The problem is that your structure sheaf is easily seen to not be a sheaf.

Let $k_1,k_2\in K$ thought of as sections over $\{p\}$ and $\{q\}$ then since $\{p\},\{q\}$ is an open cover for $X$ and clearly the sections $k_1$ and $k_2$ agree on overlaps, so there exists $k\in \mathscr O(X)$ with $\rho_{X\rightarrow\{p\}}(k)=k_1$ and $\rho_{X\rightarrow\{q\}}(k)=k_2$. But by picking another $k_3 \in \mathscr O(\{p\})$ we can show $\rho_{X\rightarrow\{q\}}$ is not injective, which is a contradiction since it is a morphism from a field.

Given any two-point discrete scheme (any not discrete scheme has only trivial open covers so is affine) , we can see $\mathscr O(\{p\})=\mathscr O_p$ for each $p$. So, $\mathscr O(\{p\})$ is local.
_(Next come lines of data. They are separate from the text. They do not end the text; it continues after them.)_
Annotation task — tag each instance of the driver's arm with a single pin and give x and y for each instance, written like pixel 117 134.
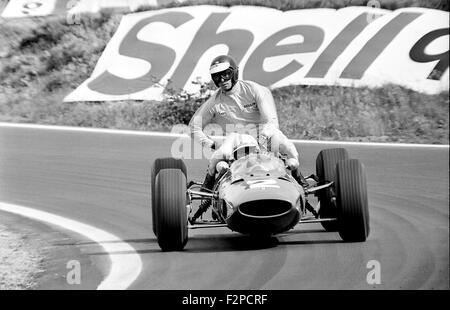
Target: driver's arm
pixel 266 106
pixel 201 118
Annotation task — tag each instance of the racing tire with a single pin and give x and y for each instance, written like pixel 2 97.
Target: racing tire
pixel 170 207
pixel 159 164
pixel 352 201
pixel 326 171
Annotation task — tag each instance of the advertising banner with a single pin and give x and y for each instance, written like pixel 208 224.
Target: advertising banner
pixel 154 52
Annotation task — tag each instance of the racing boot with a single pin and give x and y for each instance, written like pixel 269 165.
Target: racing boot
pixel 207 186
pixel 298 176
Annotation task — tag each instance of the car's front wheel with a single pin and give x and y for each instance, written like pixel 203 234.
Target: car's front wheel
pixel 169 206
pixel 352 201
pixel 326 171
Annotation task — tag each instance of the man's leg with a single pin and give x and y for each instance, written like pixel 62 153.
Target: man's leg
pixel 207 186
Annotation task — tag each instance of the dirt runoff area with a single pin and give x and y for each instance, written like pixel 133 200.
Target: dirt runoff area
pixel 21 261
pixel 35 256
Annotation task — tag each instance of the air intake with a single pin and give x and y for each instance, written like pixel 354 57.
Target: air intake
pixel 265 208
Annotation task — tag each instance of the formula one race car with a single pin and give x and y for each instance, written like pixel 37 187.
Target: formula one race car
pixel 257 195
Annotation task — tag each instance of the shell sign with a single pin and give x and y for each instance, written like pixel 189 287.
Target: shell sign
pixel 355 46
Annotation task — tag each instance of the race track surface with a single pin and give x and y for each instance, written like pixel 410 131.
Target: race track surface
pixel 104 180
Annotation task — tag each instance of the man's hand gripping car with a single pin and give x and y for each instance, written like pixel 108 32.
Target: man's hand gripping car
pixel 257 195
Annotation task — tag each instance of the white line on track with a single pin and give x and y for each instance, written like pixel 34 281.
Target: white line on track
pixel 174 135
pixel 126 264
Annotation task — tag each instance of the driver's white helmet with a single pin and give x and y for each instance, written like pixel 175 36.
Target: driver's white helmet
pixel 245 144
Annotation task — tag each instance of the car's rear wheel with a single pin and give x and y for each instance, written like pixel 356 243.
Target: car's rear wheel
pixel 352 201
pixel 159 164
pixel 326 171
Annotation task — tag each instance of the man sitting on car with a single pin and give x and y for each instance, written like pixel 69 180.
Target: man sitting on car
pixel 240 102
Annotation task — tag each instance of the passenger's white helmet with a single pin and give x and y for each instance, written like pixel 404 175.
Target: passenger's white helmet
pixel 246 144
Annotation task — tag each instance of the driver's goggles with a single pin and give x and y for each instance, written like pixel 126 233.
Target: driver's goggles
pixel 225 75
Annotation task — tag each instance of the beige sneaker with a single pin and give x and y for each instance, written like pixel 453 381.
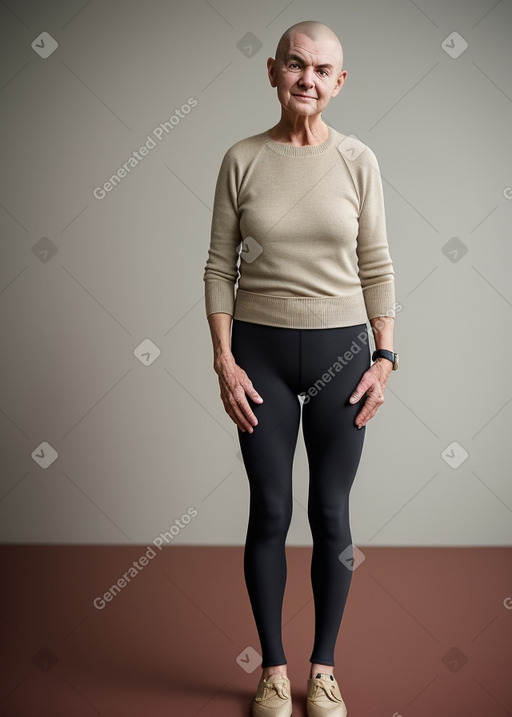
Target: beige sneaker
pixel 324 698
pixel 273 697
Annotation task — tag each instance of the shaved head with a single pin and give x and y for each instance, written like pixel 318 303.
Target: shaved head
pixel 316 31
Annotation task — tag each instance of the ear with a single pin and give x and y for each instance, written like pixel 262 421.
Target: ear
pixel 339 82
pixel 271 69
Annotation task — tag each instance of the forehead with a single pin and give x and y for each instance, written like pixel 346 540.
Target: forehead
pixel 319 51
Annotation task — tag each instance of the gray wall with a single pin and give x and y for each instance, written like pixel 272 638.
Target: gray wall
pixel 140 439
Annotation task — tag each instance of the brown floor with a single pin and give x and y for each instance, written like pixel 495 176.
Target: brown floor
pixel 426 631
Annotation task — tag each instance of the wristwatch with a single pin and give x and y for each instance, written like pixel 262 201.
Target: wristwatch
pixel 389 355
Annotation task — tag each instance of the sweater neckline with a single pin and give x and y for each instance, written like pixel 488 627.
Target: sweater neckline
pixel 290 150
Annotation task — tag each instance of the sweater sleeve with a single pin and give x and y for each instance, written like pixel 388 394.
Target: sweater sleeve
pixel 221 270
pixel 375 266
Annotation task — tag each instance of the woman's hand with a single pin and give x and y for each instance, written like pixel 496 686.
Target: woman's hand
pixel 234 385
pixel 373 384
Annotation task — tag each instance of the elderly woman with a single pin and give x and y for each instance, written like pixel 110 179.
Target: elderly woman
pixel 299 221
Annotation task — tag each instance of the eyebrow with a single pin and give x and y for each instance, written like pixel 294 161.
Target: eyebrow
pixel 291 56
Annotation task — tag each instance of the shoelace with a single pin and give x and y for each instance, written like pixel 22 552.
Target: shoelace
pixel 278 687
pixel 329 691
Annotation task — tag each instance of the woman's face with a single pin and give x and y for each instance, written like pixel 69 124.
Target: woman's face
pixel 307 75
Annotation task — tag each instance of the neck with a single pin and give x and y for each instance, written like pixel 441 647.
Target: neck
pixel 300 130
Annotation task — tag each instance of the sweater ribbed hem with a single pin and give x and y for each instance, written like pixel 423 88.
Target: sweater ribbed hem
pixel 300 312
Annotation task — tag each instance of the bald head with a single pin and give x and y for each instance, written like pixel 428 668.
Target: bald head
pixel 316 31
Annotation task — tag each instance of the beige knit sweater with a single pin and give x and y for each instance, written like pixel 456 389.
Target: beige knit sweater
pixel 302 230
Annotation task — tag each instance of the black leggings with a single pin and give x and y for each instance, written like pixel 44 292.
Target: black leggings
pixel 325 366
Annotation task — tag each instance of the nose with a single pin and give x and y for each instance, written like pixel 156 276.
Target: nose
pixel 306 78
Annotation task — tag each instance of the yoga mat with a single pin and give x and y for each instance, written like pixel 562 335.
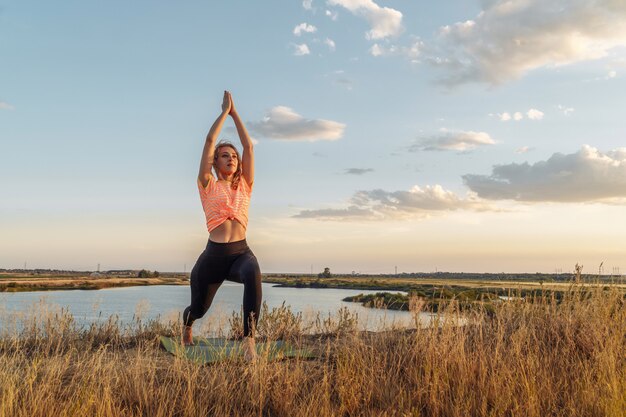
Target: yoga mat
pixel 212 350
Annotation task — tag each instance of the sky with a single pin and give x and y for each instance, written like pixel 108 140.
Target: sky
pixel 459 135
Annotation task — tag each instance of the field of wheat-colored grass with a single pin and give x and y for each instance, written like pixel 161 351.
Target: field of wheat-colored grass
pixel 533 357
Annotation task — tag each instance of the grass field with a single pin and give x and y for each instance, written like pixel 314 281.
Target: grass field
pixel 538 357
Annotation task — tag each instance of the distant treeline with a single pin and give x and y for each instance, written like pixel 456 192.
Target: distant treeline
pixel 502 276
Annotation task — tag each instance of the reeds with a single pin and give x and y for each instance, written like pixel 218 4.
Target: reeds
pixel 539 356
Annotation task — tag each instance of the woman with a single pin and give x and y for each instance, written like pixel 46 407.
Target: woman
pixel 225 202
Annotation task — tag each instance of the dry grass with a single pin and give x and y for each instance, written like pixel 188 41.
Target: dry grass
pixel 534 358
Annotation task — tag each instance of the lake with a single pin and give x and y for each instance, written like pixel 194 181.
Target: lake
pixel 167 302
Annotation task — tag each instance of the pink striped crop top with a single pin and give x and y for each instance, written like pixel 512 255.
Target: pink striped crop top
pixel 220 202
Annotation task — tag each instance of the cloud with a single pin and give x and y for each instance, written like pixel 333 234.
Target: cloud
pixel 6 106
pixel 565 110
pixel 584 176
pixel 512 37
pixel 523 149
pixel 412 52
pixel 384 21
pixel 448 140
pixel 396 205
pixel 283 123
pixel 358 171
pixel 504 117
pixel 534 114
pixel 304 27
pixel 301 49
pixel 330 43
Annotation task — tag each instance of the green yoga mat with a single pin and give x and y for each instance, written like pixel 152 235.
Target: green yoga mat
pixel 217 349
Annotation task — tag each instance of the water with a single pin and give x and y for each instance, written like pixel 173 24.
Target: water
pixel 167 302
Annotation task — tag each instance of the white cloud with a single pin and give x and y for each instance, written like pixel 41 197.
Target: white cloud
pixel 587 175
pixel 534 114
pixel 412 52
pixel 358 171
pixel 6 106
pixel 448 140
pixel 418 202
pixel 330 43
pixel 384 21
pixel 565 110
pixel 301 49
pixel 512 37
pixel 304 27
pixel 283 123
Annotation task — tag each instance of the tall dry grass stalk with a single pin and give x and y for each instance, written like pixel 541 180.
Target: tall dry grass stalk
pixel 533 357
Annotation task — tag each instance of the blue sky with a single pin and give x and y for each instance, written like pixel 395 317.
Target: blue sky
pixel 457 136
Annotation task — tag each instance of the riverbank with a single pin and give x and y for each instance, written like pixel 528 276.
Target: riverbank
pixel 531 359
pixel 55 283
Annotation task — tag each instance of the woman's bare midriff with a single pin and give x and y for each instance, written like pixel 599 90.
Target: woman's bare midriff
pixel 229 231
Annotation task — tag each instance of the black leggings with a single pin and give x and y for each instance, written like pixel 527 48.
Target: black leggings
pixel 233 261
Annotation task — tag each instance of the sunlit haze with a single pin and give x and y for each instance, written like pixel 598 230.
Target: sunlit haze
pixel 464 136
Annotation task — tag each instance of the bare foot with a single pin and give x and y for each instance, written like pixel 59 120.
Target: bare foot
pixel 187 336
pixel 249 349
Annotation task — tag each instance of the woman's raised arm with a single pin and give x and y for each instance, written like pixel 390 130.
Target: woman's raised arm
pixel 247 159
pixel 206 163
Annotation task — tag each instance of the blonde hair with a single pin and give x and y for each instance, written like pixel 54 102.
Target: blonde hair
pixel 237 175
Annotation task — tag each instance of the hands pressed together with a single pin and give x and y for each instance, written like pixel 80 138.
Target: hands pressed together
pixel 228 106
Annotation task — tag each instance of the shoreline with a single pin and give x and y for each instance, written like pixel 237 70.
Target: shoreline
pixel 81 283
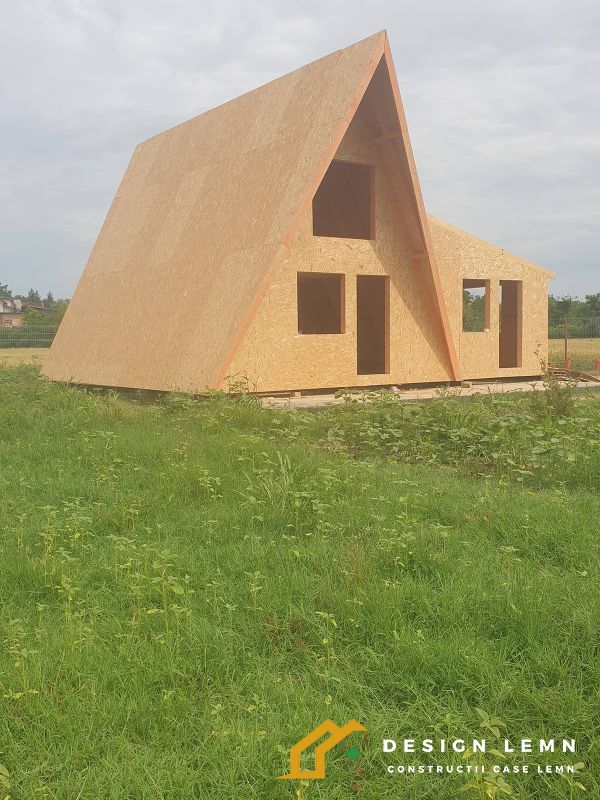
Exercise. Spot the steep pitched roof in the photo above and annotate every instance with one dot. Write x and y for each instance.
(204, 214)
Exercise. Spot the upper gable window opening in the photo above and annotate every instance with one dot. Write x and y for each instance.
(344, 204)
(476, 306)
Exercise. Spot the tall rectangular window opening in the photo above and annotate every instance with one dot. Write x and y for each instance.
(511, 324)
(372, 325)
(344, 205)
(320, 302)
(476, 305)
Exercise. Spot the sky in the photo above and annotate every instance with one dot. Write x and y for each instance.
(502, 101)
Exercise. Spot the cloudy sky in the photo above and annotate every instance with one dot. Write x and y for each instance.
(502, 100)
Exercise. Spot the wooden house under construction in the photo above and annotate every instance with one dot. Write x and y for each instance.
(281, 240)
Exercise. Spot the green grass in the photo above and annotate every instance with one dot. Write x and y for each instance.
(583, 353)
(188, 587)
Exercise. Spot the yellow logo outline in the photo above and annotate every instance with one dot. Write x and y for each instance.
(336, 735)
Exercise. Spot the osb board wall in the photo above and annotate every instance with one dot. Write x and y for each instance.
(274, 356)
(195, 224)
(461, 255)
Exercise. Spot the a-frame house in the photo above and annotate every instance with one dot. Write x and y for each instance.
(281, 240)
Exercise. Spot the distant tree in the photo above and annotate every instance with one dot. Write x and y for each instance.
(34, 296)
(592, 301)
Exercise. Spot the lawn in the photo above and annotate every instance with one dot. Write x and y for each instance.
(190, 586)
(583, 353)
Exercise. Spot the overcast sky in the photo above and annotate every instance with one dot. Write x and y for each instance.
(502, 100)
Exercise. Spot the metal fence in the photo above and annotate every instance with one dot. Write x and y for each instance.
(574, 342)
(26, 336)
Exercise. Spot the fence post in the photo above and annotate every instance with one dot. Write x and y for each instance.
(567, 364)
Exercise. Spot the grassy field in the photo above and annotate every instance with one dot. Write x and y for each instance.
(188, 587)
(582, 352)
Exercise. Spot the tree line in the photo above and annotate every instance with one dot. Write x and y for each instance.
(32, 316)
(582, 316)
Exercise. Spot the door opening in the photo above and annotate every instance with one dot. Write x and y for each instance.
(511, 322)
(372, 325)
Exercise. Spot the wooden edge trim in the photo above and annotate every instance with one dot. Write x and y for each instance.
(422, 217)
(299, 214)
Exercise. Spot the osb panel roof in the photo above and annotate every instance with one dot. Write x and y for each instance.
(461, 234)
(202, 208)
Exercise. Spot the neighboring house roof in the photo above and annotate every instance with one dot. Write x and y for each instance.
(10, 305)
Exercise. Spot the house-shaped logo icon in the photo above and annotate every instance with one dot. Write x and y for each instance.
(335, 734)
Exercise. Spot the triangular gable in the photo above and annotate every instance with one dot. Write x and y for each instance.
(379, 92)
(203, 216)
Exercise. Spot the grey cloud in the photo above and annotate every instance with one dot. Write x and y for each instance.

Consider the map $\phi :\mathscr O(\{p\})\times \mathscr O(\{q\}) \rightarrow \mathscr O(X)$. Where $\phi(r,s)$ is the unique section of $\mathscr O(X)$ that restricts to $r$ and $s$ respectively on $\mathscr O(\{p\})$ and $\mathscr O(\{q\})$, (note this section exists and is unique by the sheaf property). This map is clearly a ring morphism and injective (and well defined by uniqueness of the section), it is clearly surjective as well as any global section $s$ restricts to $r_1 \in \mathscr O(\{p\})$ and $r_2\in \mathscr O(\{q\})$. By definition $\phi(r_1,r_2)=s$ so we are done. So any two-point scheme is affine. It is trivial to show any one-point scheme is affine. So the smallest non-affine scheme has three points.

This argument together with some induction shows $$\bigsqcup_{i=1}^n\operatorname{Spec} R_i\cong \operatorname{Spec} \prod_{i=1}^n R_i$$ which should not be that surprising. What is truly surprising is that this fails for any infinite cardinal as
$\bigsqcup_{i=1}^\infty\operatorname{Spec} R_i$ is not quasicompact but $\operatorname{Spec}\prod_{i=1}^n R_i$ is.